Linux-Fsdevel Archive on lore.kernel.org
 help / color / Atom feed
From: Dave Chinner <david@fromorbit.com>
To: Eric Biggers <ebiggers@kernel.org>
Cc: linux-kernel@vger.kernel.org, linux-arch@vger.kernel.org,
	"Paul E . McKenney" <paulmck@kernel.org>,
	linux-fsdevel@vger.kernel.org, Akira Yokosawa <akiyks@gmail.com>,
	Alan Stern <stern@rowland.harvard.edu>,
	Andrea Parri <parri.andrea@gmail.com>,
	Boqun Feng <boqun.feng@gmail.com>,
	Daniel Lustig <dlustig@nvidia.com>,
	"Darrick J . Wong" <darrick.wong@oracle.com>,
	David Howells <dhowells@redhat.com>,
	Jade Alglave <j.alglave@ucl.ac.uk>,
	Luc Maranget <luc.maranget@inria.fr>,
	Nicholas Piggin <npiggin@gmail.com>,
	Peter Zijlstra <peterz@infradead.org>,
	Will Deacon <will@kernel.org>
Subject: Re: [PATCH] tools/memory-model: document the "one-time init" pattern
Date: Sat, 18 Jul 2020 11:42:04 +1000
Message-ID: <20200718014204.GN5369@dread.disaster.area> (raw)
In-Reply-To: <20200717044427.68747-1-ebiggers@kernel.org>

On Thu, Jul 16, 2020 at 09:44:27PM -0700, Eric Biggers wrote:
> From: Eric Biggers <ebiggers@google.com>
> 
> The "one-time init" pattern is implemented incorrectly in various places
> in the kernel.  And when people do try to implement it correctly, it is
> unclear what to use.  Try to give some proper guidance.
> 
> This is motivated by the discussion at
> https://lkml.kernel.org/linux-fsdevel/20200713033330.205104-1-ebiggers@kernel.org/T/#u
> regarding fixing the initialization of super_block::s_dio_done_wq.
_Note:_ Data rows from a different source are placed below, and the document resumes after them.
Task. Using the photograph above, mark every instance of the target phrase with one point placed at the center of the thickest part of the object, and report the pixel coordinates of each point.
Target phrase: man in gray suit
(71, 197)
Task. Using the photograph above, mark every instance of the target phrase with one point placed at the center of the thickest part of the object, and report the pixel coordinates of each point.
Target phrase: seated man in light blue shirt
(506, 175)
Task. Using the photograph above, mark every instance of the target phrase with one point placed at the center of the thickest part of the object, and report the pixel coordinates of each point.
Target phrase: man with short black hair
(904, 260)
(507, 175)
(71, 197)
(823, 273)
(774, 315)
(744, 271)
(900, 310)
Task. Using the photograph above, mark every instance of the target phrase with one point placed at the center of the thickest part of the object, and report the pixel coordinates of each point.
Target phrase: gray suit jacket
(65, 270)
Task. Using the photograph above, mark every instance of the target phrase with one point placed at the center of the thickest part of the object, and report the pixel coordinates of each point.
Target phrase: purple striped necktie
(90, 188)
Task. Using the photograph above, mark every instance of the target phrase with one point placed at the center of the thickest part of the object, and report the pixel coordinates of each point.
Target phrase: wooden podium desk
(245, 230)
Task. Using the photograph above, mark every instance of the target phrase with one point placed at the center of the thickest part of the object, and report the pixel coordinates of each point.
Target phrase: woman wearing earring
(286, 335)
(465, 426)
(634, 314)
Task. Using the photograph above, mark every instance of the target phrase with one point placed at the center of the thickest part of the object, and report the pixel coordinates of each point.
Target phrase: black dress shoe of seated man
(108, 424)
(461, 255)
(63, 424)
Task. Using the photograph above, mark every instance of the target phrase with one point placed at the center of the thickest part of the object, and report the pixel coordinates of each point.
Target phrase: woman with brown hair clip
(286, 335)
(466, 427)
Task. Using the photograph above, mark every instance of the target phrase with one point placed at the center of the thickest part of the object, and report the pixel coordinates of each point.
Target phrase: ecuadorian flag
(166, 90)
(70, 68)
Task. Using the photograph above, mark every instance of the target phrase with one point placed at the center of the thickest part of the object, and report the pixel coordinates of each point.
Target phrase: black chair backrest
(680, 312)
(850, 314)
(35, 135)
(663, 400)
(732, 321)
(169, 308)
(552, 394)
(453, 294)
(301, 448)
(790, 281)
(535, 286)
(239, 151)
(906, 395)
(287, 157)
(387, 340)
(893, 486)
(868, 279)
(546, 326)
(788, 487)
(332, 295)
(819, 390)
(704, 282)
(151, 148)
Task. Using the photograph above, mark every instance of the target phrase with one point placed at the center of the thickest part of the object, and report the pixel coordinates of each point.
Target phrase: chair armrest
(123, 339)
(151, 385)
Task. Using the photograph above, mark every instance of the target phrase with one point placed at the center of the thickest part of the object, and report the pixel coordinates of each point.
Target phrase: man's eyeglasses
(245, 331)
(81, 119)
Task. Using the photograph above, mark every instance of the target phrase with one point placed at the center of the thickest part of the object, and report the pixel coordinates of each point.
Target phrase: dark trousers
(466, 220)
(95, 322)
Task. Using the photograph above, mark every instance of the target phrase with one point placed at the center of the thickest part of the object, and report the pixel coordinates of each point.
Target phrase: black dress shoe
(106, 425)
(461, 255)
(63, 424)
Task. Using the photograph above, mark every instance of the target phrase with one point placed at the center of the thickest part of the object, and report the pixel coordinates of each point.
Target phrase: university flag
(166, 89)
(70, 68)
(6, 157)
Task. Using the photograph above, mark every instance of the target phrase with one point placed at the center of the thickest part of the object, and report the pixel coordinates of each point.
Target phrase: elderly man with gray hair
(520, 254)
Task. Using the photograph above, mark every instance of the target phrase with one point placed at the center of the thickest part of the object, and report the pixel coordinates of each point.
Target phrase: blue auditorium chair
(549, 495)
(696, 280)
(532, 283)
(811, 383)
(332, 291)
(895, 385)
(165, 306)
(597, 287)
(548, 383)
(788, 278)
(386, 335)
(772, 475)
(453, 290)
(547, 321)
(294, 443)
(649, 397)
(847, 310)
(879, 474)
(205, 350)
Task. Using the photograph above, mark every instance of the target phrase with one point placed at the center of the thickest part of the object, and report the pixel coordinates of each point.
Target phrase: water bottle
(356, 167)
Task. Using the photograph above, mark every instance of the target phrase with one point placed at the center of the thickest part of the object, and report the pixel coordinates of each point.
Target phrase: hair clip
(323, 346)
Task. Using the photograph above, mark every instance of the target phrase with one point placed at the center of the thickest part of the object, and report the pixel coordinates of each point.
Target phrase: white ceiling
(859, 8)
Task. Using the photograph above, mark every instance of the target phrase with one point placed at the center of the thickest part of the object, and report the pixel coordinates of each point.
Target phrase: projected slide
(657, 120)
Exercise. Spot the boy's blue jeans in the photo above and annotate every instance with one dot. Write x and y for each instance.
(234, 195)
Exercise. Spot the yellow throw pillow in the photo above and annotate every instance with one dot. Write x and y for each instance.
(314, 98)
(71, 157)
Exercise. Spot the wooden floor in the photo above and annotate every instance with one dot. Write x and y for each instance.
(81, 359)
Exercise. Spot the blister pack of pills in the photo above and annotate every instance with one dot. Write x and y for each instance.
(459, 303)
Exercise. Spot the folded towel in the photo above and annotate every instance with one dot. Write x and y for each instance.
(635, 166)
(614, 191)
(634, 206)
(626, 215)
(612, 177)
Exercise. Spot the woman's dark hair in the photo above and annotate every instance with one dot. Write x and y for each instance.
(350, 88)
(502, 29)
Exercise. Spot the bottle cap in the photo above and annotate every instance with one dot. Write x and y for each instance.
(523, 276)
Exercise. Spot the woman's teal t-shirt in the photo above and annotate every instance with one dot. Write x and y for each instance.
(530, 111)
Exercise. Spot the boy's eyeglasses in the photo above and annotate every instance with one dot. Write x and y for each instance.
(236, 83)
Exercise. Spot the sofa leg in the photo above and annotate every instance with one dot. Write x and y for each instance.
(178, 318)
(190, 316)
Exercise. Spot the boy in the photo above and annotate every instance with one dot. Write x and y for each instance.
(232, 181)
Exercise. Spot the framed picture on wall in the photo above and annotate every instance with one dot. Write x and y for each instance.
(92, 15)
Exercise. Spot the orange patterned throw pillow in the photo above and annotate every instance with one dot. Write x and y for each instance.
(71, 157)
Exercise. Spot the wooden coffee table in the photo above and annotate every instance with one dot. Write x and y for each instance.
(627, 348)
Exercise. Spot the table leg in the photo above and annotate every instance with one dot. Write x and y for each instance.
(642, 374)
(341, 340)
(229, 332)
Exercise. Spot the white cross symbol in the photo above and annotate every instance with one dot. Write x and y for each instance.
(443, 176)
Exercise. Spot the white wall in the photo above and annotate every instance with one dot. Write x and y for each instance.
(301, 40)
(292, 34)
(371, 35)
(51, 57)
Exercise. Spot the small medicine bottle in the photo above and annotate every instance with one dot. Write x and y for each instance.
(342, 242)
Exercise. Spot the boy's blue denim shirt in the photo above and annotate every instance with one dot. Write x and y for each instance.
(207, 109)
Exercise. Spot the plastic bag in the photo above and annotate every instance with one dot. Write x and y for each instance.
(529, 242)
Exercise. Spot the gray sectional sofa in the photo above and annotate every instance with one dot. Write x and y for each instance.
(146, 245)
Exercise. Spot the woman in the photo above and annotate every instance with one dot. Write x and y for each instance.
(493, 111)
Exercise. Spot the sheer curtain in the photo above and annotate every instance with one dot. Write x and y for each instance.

You're still using words that the target audience of the
documentation will not understand.

This is known as the "curse of knowledge" cognative bias, where
subject matter experts try to explain something to non-experts using
terms only subject matter experts understand....

This is one of the reasons that the LKMM documetnation is so damn
difficult to read and understand: just understanding the vocabulary
it uses requires a huge learning curve, and it's not defined
anywhere. Understanding the syntax of examples requires a huge
learning curve, because it's not defined anywhere. 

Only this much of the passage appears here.